Mit einer Anti-Cinderella gegen Fußballfans
Andrew Lloyd Webber bringt neues Musical zur Premiere – und hadert mit Corona-Schieflagen.
Theater ein Luxus? Dieser Gedanke macht Andrew Lloyd Webber wütend. Seine Stimme bebt ein wenig, wenn er darüber spricht. Der 73-jährige britische Musical-Papst hat sich in den vergangenen Wochen und Monaten vehement für eine Öffnung der Theater und Konzertsäle in Großbritannien eingesetzt. Sogar festnehmen lassen wollte er sich, sollte die Regierung nicht rechtzeitig Aufführungen vor vollen Rängen erlauben.
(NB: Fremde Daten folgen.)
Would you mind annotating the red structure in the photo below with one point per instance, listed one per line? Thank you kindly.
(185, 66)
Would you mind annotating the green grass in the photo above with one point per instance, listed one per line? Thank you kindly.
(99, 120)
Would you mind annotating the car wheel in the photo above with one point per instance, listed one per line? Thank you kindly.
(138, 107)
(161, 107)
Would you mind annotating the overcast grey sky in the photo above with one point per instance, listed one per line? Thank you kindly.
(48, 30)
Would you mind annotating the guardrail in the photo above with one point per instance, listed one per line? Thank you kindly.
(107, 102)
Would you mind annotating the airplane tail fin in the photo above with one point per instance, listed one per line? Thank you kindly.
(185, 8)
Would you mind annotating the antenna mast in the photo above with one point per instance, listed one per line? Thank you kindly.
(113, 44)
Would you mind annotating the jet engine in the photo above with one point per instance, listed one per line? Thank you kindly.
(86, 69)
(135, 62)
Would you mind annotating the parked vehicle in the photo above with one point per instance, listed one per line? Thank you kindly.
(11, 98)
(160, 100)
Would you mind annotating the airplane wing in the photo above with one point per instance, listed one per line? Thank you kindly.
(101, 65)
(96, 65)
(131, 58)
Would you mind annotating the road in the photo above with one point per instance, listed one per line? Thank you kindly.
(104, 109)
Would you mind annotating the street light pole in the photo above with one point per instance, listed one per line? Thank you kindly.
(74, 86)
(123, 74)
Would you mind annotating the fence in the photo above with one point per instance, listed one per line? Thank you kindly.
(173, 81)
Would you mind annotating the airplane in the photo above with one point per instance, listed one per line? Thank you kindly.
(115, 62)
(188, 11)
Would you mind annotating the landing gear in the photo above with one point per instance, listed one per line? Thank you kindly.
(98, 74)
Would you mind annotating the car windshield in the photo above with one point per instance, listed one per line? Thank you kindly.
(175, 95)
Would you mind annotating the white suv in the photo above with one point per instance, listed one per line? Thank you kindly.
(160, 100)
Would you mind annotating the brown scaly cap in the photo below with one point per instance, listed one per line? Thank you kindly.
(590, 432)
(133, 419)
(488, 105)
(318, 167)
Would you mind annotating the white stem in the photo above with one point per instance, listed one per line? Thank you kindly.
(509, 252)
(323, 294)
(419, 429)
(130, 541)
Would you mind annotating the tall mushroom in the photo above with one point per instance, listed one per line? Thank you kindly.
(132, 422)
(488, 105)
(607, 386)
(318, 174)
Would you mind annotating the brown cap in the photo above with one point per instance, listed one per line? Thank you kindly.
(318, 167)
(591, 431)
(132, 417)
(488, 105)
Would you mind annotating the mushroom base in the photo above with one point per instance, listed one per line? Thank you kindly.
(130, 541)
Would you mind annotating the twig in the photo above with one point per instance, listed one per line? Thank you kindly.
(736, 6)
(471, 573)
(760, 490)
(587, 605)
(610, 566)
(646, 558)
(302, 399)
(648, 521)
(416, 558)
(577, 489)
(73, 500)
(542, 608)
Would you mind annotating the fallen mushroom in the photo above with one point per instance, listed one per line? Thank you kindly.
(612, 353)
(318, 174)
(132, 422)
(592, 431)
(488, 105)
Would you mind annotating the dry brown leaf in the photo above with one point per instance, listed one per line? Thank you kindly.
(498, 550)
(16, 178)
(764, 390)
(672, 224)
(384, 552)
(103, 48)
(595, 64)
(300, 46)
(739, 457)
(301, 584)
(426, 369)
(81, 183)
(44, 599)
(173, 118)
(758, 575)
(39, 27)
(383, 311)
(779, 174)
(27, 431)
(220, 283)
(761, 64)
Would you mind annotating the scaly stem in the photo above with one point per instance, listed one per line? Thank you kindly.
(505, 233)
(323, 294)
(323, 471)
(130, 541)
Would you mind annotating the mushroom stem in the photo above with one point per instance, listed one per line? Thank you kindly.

Doch das wird nicht nötig sein: Vom 19. Juli an darf in England wieder vor vollem Saal gespielt werden. Die Premierenfeier für sein neues Musical „Cinderella“hat Lloyd Webber vorsichtshalber abgeblasen: Es feiert am 14. Juli seine verspätete Uraufführung. Die Infektionszahlen in Großbritannien steigen seit Wochen drastisch an. „Ich habe einfach das Gefühl, dass für uns im Theater eine Gala-Premiere absolut falsch wäre“, sagt Webber: „Wir müssen vorbildlich sein.“
Deshalb ärgerte sich der Komponist und Theaterbetreiber in den vergangenen Wochen über Zehntausende Fußballfans, die mit ihrer Nationalmannschaft in der Europameisterschaft fieberten. Denn die Previews von „Cinderella“fanden zur gleichen Zeit vor stark reduziertem Publikum statt.
Dabei habe sich in Pilotprojekten herausgestellt, dass voll besetzte Theater keine Brutkästen für die Pandemie seien. Um die Ergebnisse dieser Studien zu bekommen, hatte Webber sogar Klage gegen die Regierung eingereicht.
Für Webber, der sieben Theater im Londoner West End besitzt, gibt es natürlich auch einen finanziellen Aspekt: Vor halb gefüllten Publikumsrängen zu spielen rentiert sich nicht. Nun hofft der Komponist von Musicals wie „Jesus Christ Superstar“oder „Cats“, dass „Cinderella“ trotz langer Verzögerung (die Premiere war ursprünglich für 2020 geplant) ein Erfolg wird. „Es hat alles, was es braucht, um ein großer Hit zu werden“, sagt Webber.
Das Album zum Musical ist bereits erschienen. Im Zentrum der Neuerzählung von Emerald Fennell steht eine Anti-Cinderella, die sich Schönheitsidealen und Erwartungen an junge Frauen widersetzt. „Bad Cinderella“heißt die erste Single. „Die zentrale Botschaft ist sehr wichtig besonders für junge Menschen heute: dass man sich nicht anpassen sollte“, sagt Webber. Musikalisch erlaubt er sich indes Anleihen quer durch die Musikgeschichte: vom Walzer über Pop bis zum R ’n’ B.